NexaAI · zhiyuan8 · Aug 25, 2024 · Aug 25, 2024 · Aug 25, 2024
diff --git a/nexa/cli/entry.py b/nexa/cli/entry.py
@@ -102,7 +102,6 @@ def main():
     image_group = run_parser.add_argument_group('Image generation options')
     image_group.add_argument("-i2i", "--img2img", action="store_true", help="Whether to run image-to-image generation")
     image_group.add_argument("-ns", "--num_inference_steps", type=int, help="Number of inference steps")
-    image_group.add_argument("-np", "--num_images_per_prompt", type=int, default=1, help="Number of images to generate per prompt")
     image_group.add_argument("-H", "--height", type=int, help="Height of the output image")
     image_group.add_argument("-W", "--width", type=int, help="Width of the output image")
     image_group.add_argument("-g", "--guidance_scale", type=float, help="Guidance scale for diffusion")

diff --git a/nexa/constants.py b/nexa/constants.py
@@ -181,7 +181,6 @@
 
 DEFAULT_IMG_GEN_PARAMS = {
     "num_inference_steps": 20,
-    "num_images_per_prompt": 1,
     "height": 512,
     "width": 512,
     "guidance_scale": 7.5,
@@ -191,7 +190,6 @@
 
 DEFAULT_IMG_GEN_PARAMS_LCM = {
     "num_inference_steps": 4,
-    "num_images_per_prompt": 1,
     "height": 512,
     "width": 512,
     "guidance_scale": 1.0,
@@ -201,7 +199,6 @@
 
 DEFAULT_IMG_GEN_PARAMS_TURBO = {
     "num_inference_steps": 5,
-    "num_images_per_prompt": 1,
     "height": 512,
     "width": 512,
     "guidance_scale": 5.0,

diff --git a/nexa/gguf/lib_utils.py b/nexa/gguf/lib_utils.py
@@ -18,7 +18,6 @@ def is_gpu_available():
 def load_library(lib_base_name: str):
     # Construct the paths to the possible shared library names
     _base_path = pathlib.Path(os.path.abspath(os.path.dirname(__file__))) / "lib"
-    logging.debug(f"Base path for libraries: {_base_path}")
     # Searching for the library in the current directory under the name "libllama" (default name
     # for llamacpp) and "llama" (default name for this repo)

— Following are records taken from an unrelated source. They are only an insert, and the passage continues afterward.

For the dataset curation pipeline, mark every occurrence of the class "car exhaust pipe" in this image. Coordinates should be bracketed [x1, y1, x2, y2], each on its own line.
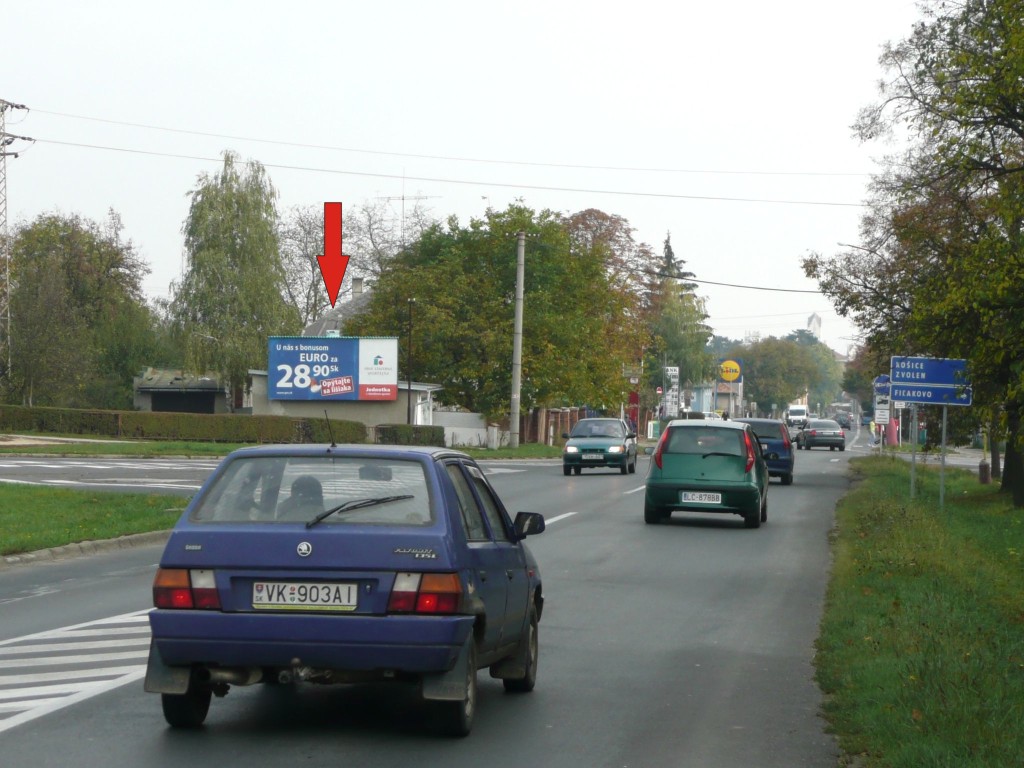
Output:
[206, 667, 263, 685]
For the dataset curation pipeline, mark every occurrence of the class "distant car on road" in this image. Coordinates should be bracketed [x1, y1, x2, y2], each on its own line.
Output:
[736, 419, 796, 485]
[643, 419, 768, 528]
[145, 444, 544, 736]
[562, 418, 637, 475]
[797, 419, 846, 451]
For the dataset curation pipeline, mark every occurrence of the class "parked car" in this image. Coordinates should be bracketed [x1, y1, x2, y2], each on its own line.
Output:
[145, 444, 544, 735]
[736, 419, 796, 485]
[643, 419, 768, 528]
[562, 418, 637, 475]
[797, 419, 846, 451]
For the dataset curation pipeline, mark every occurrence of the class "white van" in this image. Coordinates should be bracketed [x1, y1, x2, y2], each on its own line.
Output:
[785, 406, 807, 429]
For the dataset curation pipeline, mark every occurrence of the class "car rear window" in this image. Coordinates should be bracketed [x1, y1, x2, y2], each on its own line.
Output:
[664, 427, 746, 456]
[569, 419, 626, 437]
[190, 456, 433, 525]
[748, 421, 784, 440]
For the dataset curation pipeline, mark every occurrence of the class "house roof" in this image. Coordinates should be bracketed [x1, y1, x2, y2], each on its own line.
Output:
[135, 368, 222, 392]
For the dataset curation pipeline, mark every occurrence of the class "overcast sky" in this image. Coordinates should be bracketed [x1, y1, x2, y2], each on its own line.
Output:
[0, 0, 921, 351]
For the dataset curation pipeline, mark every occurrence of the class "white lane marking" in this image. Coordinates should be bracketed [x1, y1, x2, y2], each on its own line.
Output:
[544, 512, 579, 525]
[0, 608, 151, 733]
[0, 632, 150, 663]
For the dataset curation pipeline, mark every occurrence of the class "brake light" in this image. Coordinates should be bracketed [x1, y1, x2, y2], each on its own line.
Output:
[153, 568, 220, 610]
[653, 429, 669, 469]
[387, 573, 462, 614]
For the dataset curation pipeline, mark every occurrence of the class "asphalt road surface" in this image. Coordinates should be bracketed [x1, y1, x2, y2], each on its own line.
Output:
[0, 446, 855, 768]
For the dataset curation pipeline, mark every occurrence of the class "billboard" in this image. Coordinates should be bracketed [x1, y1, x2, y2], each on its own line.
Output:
[267, 336, 398, 401]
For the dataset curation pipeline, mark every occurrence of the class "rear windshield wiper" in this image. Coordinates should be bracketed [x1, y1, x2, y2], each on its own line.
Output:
[306, 494, 413, 528]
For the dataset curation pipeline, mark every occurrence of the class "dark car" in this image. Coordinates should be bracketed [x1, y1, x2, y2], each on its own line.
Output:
[562, 418, 637, 475]
[145, 445, 544, 735]
[736, 419, 796, 485]
[797, 419, 846, 451]
[643, 419, 768, 528]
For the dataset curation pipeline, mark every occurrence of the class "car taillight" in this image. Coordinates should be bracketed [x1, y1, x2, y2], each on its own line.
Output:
[745, 432, 755, 472]
[153, 568, 220, 610]
[387, 573, 462, 613]
[654, 429, 669, 469]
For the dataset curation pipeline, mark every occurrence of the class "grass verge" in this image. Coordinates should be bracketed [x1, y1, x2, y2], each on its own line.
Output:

     _lib_paths: List[pathlib.Path] = []
@@ -29,18 +28,16 @@ def load_library(lib_base_name: str):
         ]
     elif sys.platform == "darwin":
         _lib_paths += [
-            _base_path / f"lib{lib_base_name}.dylib",
             _base_path / f"lib{lib_base_name}.so",
+            _base_path / f"lib{lib_base_name}.dylib",
         ]
     elif sys.platform == "win32":
         _lib_paths += [
             _base_path / f"{lib_base_name}.dll",
             _base_path / f"lib{lib_base_name}.dll",
         ]
-        _add_windows_dll_directories(_base_path)
     else:
         raise RuntimeError("Unsupported platform")

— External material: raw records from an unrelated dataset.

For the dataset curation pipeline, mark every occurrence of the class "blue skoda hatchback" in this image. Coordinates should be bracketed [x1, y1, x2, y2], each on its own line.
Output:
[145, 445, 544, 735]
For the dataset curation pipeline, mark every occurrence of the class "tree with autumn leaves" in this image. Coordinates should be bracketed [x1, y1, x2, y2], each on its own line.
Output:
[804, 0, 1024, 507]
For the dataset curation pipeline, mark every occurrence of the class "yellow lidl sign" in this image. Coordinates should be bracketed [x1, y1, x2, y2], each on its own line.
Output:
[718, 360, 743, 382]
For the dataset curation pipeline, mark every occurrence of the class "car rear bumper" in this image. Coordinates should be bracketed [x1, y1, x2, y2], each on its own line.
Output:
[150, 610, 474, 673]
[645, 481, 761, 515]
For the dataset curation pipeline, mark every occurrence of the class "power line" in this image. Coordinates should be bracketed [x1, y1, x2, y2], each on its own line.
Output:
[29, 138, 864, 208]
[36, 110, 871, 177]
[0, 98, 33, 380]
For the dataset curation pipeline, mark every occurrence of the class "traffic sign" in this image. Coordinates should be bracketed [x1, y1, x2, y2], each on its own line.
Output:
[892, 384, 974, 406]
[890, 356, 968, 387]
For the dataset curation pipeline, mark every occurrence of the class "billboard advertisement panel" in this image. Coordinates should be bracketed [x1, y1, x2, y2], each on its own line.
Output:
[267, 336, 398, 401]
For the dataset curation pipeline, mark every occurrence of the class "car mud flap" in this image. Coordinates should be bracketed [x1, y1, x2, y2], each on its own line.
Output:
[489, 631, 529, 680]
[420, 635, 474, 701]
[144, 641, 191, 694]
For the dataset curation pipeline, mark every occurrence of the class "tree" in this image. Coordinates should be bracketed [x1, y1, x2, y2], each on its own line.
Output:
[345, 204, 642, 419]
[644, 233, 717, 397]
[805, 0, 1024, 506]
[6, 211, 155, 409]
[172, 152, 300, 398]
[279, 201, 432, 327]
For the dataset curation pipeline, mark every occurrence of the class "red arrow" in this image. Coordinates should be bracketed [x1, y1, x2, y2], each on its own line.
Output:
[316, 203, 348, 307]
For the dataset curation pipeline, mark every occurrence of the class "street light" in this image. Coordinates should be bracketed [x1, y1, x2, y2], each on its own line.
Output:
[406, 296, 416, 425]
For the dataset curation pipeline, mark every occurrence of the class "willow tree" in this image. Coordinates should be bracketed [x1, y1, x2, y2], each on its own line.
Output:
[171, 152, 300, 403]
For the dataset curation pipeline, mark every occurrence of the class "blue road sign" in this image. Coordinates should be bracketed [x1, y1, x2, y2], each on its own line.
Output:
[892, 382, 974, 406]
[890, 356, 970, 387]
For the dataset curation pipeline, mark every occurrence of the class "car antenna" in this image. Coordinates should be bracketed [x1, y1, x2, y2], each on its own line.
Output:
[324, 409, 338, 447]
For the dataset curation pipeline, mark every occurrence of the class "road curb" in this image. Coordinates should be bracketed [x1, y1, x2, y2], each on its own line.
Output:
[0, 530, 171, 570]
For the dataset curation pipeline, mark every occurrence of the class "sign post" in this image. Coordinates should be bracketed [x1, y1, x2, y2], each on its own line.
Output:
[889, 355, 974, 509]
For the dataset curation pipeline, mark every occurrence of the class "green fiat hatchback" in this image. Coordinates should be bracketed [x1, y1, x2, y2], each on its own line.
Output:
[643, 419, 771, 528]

-    logging.debug(f"Possible shared library paths: {_lib_paths}")
 
     if "LLAMA_CPP_LIB" in os.environ:
         lib_base_name = os.environ["LLAMA_CPP_LIB"]
@@ -50,19 +47,31 @@ def load_library(lib_base_name: str):
 
     cdll_args = dict()  # type: ignore
 
+    # Add the library directory to the DLL search path on Windows (if needed)
+    if sys.platform == "win32":
+        os.add_dll_directory(str(_base_path))
+        os.environ["PATH"] = str(_base_path) + os.pathsep + os.environ["PATH"]
+
+    if sys.platform == "win32" and sys.version_info >= (3, 8):
+        os.add_dll_directory(str(_base_path))
+        if "CUDA_PATH" in os.environ:
+            os.add_dll_directory(os.path.join(os.environ["CUDA_PATH"], "bin"))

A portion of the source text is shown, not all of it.